Employees also have the right to access their personal data and can request copies of any data that their employer has collected about them. Employers must respond to such requests promptly and should have procedures in place to handle data access requests.
Employers can obtain consent from employees to monitor their work activities. However, this consent must be given freely, and employees must be informed of the purpose of the monitoring, the types of data that will be collected, and how the data will be used.
Use of Company Devices
Employers can monitor remote employees who use company devices, such as laptops, mobile phones, and tablets. However, they must inform employees that the devices are being monitored, and they must limit the monitoring to work-related activities.
Use of Productivity Software
Employers can use productivity software to monitor the performance of remote employees, such as the amount of time spent on specific tasks or the number of keystrokes. However, they must inform employees that the software is being used, and they must ensure that the data collected is used only for work-related purposes.
Employers can use video conferencing to monitor remote employees during meetings or training sessions. However, they must inform employees that the video conferencing is being recorded and provide a reason for the recording.
Best practice for employers
Businesses should be aware of the following:
- The UK GDPR and the Data Protection Act 2018 do not prevent monitoring. They set out a framework for the collection and use of personal data. Employers must balance the level of intrusion caused by monitoring against their legitimate business needs and those of their workers.

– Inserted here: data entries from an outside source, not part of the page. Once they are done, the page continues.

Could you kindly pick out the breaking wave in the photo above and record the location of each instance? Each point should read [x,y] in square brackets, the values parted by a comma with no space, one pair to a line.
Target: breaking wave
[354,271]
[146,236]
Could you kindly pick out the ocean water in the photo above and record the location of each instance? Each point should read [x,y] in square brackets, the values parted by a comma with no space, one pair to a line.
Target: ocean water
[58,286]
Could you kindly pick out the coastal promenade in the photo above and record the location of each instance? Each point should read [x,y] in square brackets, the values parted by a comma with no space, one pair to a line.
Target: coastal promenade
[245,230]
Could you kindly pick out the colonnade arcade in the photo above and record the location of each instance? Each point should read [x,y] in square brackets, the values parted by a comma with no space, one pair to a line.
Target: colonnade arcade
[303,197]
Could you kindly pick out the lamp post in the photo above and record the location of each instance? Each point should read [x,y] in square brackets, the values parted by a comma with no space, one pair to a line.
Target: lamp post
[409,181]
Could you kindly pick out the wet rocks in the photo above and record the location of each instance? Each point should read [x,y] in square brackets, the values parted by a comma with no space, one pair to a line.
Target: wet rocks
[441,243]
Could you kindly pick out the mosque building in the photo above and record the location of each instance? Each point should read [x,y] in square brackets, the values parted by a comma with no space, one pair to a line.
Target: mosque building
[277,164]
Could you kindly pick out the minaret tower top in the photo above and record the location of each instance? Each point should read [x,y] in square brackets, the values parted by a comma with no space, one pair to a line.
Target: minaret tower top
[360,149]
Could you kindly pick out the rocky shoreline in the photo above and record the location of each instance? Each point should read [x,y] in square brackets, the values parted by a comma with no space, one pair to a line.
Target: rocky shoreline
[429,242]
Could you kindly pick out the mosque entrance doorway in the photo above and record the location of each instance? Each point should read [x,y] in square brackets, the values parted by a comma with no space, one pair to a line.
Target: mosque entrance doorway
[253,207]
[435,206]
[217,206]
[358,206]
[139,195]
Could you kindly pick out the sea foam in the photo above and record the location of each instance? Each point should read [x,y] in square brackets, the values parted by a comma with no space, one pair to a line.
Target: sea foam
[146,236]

- Employers must make staff aware of the nature, extent and reasons for the monitoring unless exceptional circumstances mean that covert monitoring is necessary.
- Businesses must be clear about their purpose for monitoring. They must not use the information collected for a new purpose unless it is compatible with the original purpose in most circumstances.

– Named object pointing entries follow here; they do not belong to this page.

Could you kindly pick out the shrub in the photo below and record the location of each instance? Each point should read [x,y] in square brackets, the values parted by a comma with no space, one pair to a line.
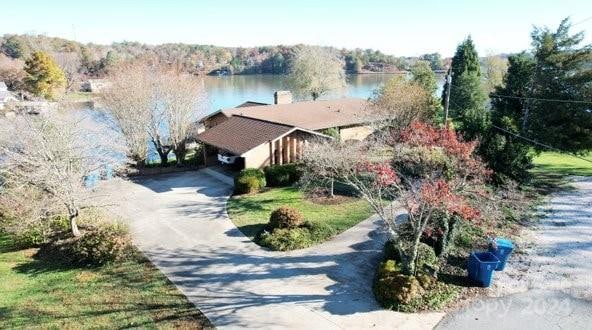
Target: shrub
[282,175]
[319,231]
[95,246]
[392,288]
[248,181]
[36,233]
[284,239]
[285,217]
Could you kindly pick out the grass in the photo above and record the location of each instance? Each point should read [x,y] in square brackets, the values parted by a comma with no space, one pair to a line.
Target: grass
[250,213]
[551,169]
[40,294]
[562,164]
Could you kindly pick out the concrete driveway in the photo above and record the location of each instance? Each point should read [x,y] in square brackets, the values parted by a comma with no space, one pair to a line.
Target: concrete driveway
[180,222]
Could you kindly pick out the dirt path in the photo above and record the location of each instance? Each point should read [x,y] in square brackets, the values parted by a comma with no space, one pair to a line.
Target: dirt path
[550,285]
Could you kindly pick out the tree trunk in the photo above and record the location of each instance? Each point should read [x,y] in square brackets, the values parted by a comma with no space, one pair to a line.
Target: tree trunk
[164,158]
[163,152]
[73,215]
[180,153]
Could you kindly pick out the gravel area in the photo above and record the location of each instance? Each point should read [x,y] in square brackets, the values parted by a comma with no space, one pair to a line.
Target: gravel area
[547,283]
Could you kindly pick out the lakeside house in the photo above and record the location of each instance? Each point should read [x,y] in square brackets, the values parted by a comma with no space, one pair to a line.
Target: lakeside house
[258,134]
[5,95]
[95,85]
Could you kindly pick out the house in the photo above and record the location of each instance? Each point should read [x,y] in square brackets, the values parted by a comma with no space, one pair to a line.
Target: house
[5,95]
[258,135]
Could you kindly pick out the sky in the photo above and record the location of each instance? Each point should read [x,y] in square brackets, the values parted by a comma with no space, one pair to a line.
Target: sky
[401,28]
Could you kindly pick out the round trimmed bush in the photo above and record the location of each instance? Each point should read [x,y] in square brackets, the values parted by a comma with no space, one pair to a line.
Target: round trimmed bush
[285,217]
[249,181]
[392,288]
[98,245]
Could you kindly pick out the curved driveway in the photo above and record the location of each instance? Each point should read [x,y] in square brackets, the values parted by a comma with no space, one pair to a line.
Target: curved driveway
[180,223]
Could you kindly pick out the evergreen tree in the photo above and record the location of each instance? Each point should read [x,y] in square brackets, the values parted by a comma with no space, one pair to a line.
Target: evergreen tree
[422,75]
[467,97]
[506,154]
[15,47]
[562,72]
[44,76]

- Employers must carry out a DPIA for any monitoring that is likely to result in a high risk (as above), and should keep this under review. Where a DPIA is not mandatory, they should consider completing one anyway to demonstrate overall compliance and best practice.
- The ICO extended the deadline for responses on the draft guidance to 20 January 2023, after which it is anticipated the finalised guidance will be published later this year.
Monitoring employees FAQs
Is monitoring of employees in the workplace legal?
It is legal to monitor employees in the workplace, provided the employees' privacy rights are not breached and that the conditions set out under the Data Protection Act 2018 are met. The employer must only collect the information required for particular purposes, and should only retain as much information as necessary for as long as necessary and should ensure the information is held securely. The employee must also be allowed access to the information on request.
How do you monitor employees in the workplace?
Depending on the working environment, it may be appropriate to monitor employees using CCTV, tracking technology on company-owned assets or security checks when entering and leaving the workplace.
The matters contained in this article are intended to be for general information purposes only. This article does not constitute legal advice, nor is it a complete or authoritative statement of the law, and should not be treated as such. Whilst every effort is made to ensure that the information is correct, no warranty, express or implied, is given as to its accuracy and no liability is accepted for any error or omission. Before acting on any of the information contained herein, expert legal advice should be sought.